A ação, que representa a mais recente violação israelense do acordo de cessar-fogo de 2024 com o Hezbollah, resultou na morte de pelo menos 12 pessoas e deixou 30 feridos, segundo a Agência Nacional de Notícias do Líbano (NNA). De acordo com a agência, a região do Vale do Bekaa, no leste do país, foi atingida.
Aoun enfatizou que “essas incursões representam uma nova violação da soberania libanesa e uma clara quebra dos compromissos internacionais. Elas também refletem um desrespeito à vontade da comunidade internacional, particularmente às resoluções das Nações Unidas que exigem o pleno cumprimento da Resolução 1701 e sua completa implementação.”
O presidente reiterou seu apelo aos países que promovem a estabilidade na região para que “assumam suas responsabilidades de interromper imediatamente os ataques” e exerçam pressão pelo respeito às resoluções internacionais, “de maneira a preservar a soberania, a segurança e a integridade territorial do Líbano e evitar uma escalada ainda maior na região”.
دان رئيس الجمهورية العماد جوزاف عون بشدة الغارات التي نفذتها إسرائيل ليل امس من البر والبحر مستهدفة منطقة صيدا وبلدات في البقاع، معتبراً أن استمرار هذه الاعتداءات “يشكّل عملاً عدائياً موصوفاً لافشال الجهود والمساعي الديبلوماسية التي يقوم بها لبنان مع الدول الشقيقة والصديقة وفي…

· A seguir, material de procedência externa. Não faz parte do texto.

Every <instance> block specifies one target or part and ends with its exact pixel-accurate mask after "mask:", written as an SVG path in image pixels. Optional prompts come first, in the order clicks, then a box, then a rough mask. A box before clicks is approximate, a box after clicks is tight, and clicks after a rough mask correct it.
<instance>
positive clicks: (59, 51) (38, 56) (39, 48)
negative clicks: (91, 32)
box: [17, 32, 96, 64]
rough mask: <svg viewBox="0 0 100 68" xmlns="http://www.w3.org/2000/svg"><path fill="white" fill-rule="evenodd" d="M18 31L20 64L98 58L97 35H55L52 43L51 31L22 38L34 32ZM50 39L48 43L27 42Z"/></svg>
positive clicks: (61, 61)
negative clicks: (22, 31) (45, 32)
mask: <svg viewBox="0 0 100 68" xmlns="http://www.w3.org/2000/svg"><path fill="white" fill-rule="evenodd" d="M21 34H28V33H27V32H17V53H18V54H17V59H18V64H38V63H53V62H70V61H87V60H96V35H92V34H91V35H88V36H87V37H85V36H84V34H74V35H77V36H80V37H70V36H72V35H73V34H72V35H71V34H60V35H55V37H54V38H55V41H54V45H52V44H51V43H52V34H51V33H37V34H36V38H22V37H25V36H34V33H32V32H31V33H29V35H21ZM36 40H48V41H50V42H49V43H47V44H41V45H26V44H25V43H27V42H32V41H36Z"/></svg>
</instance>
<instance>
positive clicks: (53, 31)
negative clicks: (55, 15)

— Lebanese Presidency (@LBpresidency) February 21, 2026
Na manhã de sexta-feira, o Ministério da Saúde Pública libanês já havia informado que pelo menos duas pessoas morreram em um ataque israelense ao campo de Ein el-Hilweh, o maior campo de refugiados palestinos do país, localizado nos arredores de Sidon, no sul do Líbano.
A NNA informou que um “drone israelense” atacou o bairro de Hittin, no campo de refugiados. O exército israelense, por sua vez, declarou que suas forças “atacaram um centro de comando do Hamas, de onde operavam terroristas”, em resposta a “repetidas violações dos acordos de cessar-fogo“.
O Hamas condenou o ataque, que, segundo o grupo, resultou em vítimas civis, e alertou que se trata de “mais um crime que se soma à série de ataques contínuos contra o povo palestino e a uma violação da soberania do Líbano”.
O comunicado acrescentou: “Embora responsabilizemos integralmente o governo de ocupação pelas repercussões dessa agressão, apelamos à comunidade internacional e aos Estados árabes e islâmicos para que assumam suas responsabilidades políticas e jurídicas, ajam com urgência para pôr fim a esses ataques, responsabilizem a ocupação por seus crimes e protejam o povo palestino em todos os lugares onde vive.”
A NNA informou que o ataque ao campo de refugiados causou “danos significativos” a um edifício que anteriormente abrigava a força conjunta palestina responsável pela segurança do campo, mas que atualmente era alugado por um indivíduo para “operar uma cozinha de distribuição de ajuda alimentar”.
Os ataques ocorrem em meio à fragilidade do cessar-fogo e à impunidade de Israel, que segue desrespeitando resoluções da ONU sem qualquer consequência.